New Delhi | March 17, 2015: The environment ministry on Tuesday revoked a three-year-old order that resulted in a ban on mining in Goa, paving the way for resumption of iron ore extraction in the coastal state.
The move comes amid a slump in commodity prices to a 12-year low, slackening demand and a global glut in iron ore, muting industry reaction to the possible resumption of mining and exports.
In 2012, then environment minister Jayanthi Natarajan had suspended environmental clearances for 93 mining leases in Goa after a commission headed by former Supreme Court justice M.B. Shah submitted a report highlighting rampant illegal extraction of the raw material in the state.
The move brought iron ore mining to a halt in the state, where irregularities in mining, inaction, abuse of law and regulations were estimated to have contributed to a Rs.35,000 crore mining scam.
“We have decided to lift the abeyance of mines in Goa by following all Supreme Court directives,” environment minister Prakash Javadekar said on Tuesday, adding that the suspension of mining in the state had resulted in unemployment and loss of income.
“We have cleared the last hurdle for resumption of mining. It is up to the (mining) industry now,” Javadekar said.
The Goa government will have to decide the ore extraction limits for individual miners so that total mining does not exceed the cap of 20 million tonnes (mt) set by the apex court for all output in Goa, Javadekar said.
In April 2014, the Supreme Court lifted the ban on mining but ruled that iron ore extraction would require clearances by the environment ministry and approval from the state government. The court set a cap of 20mt a year.
Goa chief minister Laxmikant Parsekar said the mining industry will resume operations immediately. He also said he would request the central government to abolish export duty on the ore with low ferrous content and reduce that on ore with high ferrous content.
The global iron ore surplus will more than double to a record this year as low-cost producers keep on expanding, according to a report last month by Australia and New Zealand Banking Group Ltd, which cut price forecasts as much as 30%. At a time when iron ore prices are languishing, miners are not in a position to export the raw material for steel, especially when they have to pay an export duty of 30%, said Ambar Timblo, managing director, Fomento Resources. Timblo said Goa iron ore is not consumed in India because of its low quality. “Since the only market available to the miners is the export market, you cannot just remove a suspension and expect the situation in Goa to improve,” he said.
Good quality iron ore is said to have around 62% ferrous content. The iron ore grade produced in Goa has a ferrous content of 55%.

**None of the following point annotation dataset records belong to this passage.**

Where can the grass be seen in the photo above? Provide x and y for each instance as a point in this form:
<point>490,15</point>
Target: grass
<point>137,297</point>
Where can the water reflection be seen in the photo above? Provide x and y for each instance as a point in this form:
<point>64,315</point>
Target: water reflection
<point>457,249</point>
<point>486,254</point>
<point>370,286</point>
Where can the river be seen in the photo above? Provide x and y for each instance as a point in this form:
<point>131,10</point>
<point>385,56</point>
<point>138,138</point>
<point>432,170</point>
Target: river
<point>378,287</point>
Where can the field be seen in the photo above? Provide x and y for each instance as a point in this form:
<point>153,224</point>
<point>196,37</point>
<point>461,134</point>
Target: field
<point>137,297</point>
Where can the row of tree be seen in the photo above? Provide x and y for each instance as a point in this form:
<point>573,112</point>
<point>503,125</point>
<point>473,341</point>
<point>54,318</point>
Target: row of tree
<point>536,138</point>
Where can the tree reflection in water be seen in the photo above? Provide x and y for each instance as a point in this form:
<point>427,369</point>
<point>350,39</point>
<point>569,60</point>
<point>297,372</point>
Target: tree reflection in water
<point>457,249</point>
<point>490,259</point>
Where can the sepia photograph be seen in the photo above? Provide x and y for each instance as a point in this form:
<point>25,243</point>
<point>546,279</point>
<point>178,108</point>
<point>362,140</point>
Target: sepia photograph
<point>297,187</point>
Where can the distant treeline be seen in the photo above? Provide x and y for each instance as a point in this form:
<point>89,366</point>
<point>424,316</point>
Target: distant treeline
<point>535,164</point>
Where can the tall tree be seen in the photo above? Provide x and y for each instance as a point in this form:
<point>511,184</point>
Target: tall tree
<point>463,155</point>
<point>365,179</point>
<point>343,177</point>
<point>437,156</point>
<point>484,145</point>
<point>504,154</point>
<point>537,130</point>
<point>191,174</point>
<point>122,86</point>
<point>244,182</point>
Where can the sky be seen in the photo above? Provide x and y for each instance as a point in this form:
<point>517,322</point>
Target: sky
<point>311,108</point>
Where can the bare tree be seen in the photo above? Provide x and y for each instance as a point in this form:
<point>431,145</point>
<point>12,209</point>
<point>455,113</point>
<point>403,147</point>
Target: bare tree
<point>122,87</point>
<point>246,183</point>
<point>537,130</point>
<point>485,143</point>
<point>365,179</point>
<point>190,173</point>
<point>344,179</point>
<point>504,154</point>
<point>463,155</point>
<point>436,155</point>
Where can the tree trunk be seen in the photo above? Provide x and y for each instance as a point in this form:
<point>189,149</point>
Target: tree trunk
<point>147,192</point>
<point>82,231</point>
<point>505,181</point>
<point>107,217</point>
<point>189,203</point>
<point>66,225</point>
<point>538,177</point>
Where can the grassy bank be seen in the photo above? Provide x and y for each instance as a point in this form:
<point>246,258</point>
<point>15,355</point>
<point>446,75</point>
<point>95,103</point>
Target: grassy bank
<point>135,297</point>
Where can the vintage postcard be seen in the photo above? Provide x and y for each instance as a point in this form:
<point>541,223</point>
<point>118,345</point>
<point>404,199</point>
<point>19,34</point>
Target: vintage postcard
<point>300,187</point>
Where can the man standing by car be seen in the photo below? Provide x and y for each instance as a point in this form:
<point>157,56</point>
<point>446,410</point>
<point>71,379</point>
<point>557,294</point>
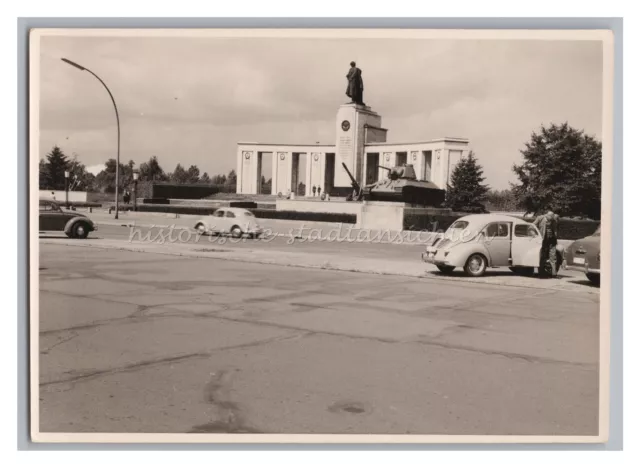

Many companies may not be operationally ready to resume mining following the move by the environment ministry, said M.V.S. Seshagiri Rao, joint managing director and group chief financial officer at JSW Steel Ltd.
P.K. Mukherjee, a former chief executive officer at Sesa Goa Ltd, which is now the iron ore division of Sesa Sterlite Ltd, said, prices have fallen to a level at which no miner would produce iron ore, coupled with the taxes and duties that exports entail,
Also, Mukherjee added, the state has not succeeded in selling the inventory which was put up for e-auction a year back. Out of a total of 15mt put up for sale, only 5mt were sold.
“It is a completely wrong move and brings us back to square one. It will start the same story again...We will approach court again against it and we may have to rush because miners here are in hurry,” said activist Abhijit Prabhudesai of non-governmental organization Rainbow Warriors. No study has been undertaken to assess environmental impacts of mining. since clearances were suspended, he added.
Goa is India’s third-largest iron ore mining state and produced about 45-47mt of the mineral prior to 2012, when the Supreme Court upheld a ban imposed by the state government after activists made allegations of environmental degradation and illegal mining.
The state has around 95 iron ore mines that produce iron ore fines (powdery iron ore), sold mostly in China where steel mills have the technology to mix Goa’s cheap, low-grade fines with expensive high grade ores from Australia and Brazil to create a cheap blend for their blast furnaces.